表題番号:2013B-032 日付:2014/03/03
研究課題〈場所〉の現象学的美学に関する基盤研究
研究者所属(当時) 資格 氏名
(代表者) 文学学術院 教授 小林 信之
研究成果概要
「場所」概念を現象学的に掘り下げるにあたり、本年度はとりわけ西田幾多郎の哲学とハイデガーの「情態性」に関する議論を中心に考察した。そこからさらに、場所論を美学上の問題として展開する論考も公表した。
まとめると、研究成果は下記の項目に集約される。
1.アイステーシス(美的・感性的働き)がわたしたちの日常的生活世界という「場所」において、どのように作動し、どのような意味をもちうるか、について。フッサールにはじまるエポケーの概念を再考すると同時に、それをよりラディカルに継承したハイデガーの「不安」概念を検討した。

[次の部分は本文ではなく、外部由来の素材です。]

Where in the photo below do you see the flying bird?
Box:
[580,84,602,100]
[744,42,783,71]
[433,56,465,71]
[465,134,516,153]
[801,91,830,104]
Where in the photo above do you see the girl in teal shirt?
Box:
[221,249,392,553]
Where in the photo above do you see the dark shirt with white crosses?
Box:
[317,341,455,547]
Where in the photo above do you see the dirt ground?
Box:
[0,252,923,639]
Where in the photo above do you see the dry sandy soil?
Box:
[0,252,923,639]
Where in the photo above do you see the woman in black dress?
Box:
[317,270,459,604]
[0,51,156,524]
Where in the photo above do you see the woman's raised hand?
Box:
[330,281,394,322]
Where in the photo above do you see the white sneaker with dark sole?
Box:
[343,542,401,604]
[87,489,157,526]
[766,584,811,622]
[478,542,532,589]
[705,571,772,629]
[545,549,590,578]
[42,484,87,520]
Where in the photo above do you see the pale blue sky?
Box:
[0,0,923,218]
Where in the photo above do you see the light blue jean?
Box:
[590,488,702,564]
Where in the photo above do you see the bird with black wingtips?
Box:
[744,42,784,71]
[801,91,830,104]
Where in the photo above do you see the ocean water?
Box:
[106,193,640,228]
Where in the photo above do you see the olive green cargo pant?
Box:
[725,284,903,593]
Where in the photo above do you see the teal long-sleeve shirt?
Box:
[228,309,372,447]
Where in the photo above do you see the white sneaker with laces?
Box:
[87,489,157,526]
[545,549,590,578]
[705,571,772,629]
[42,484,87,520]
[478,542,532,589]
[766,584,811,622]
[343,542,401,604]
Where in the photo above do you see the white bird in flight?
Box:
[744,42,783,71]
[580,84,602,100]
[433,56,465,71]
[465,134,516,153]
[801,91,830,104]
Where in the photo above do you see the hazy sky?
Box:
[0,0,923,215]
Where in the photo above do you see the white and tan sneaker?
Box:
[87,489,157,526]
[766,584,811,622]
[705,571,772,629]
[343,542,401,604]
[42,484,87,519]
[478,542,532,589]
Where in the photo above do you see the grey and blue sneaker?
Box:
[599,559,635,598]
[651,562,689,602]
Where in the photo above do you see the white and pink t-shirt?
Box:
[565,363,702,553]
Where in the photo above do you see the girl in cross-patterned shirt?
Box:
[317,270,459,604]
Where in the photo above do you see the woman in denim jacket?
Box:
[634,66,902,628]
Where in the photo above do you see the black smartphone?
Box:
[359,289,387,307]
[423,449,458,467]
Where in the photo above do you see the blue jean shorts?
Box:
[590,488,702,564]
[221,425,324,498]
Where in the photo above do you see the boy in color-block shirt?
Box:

わたしたちの知覚経験は、たとえば風の音という「もの」のたち現れを聴き取る「気づき」の経験である。しかも、ものの現れは単独の孤立した現象ではなく、相互に連関しあったさまざまな意味の網目を構成し、わたしたちの生きる日常世界を指示している。世界は、わたしたちとものの出会いに先立って、意味の地平としてすでに開示されていなければならない。そしてそこからさらに、この世界を世界として可能にしている時間性が、たとえば「秋」という季節のおとづれの内に気づかれる(驚かれる)のである。 本論は、このように現象学的探求のなかで得られた世界概念とその構造への問いを遡及的に問い、そこから場所論へと展開する可能性を探求した。その際導きの糸となったのは、風の音に「驚く」というアイステーシスの経験であり、したがって本研究は広い意味での美学研究に位置づけることができる。研究成果は、早稲田大学総合人文科学研究センター『WASEDA RILAS JOURNAL』 NO. 1に公表した。
2.西田幾多郎の場所論の考察。西田の場所概念と、その美学的展開可能性について検討した。その際、西欧において歴史的に形成された美学理論を相対化すると同時に、東アジア的世界に目をむける必然性に留意した。研究成果は、『日本の哲学』第14号に公表した。
3.ハイデガーの情態性論を、とくにエポケー概念との連関において考察した。研究成果は、2013年9月におこなわれた学会(ハイデガー・フォーラム、於関西大学)にて公表した。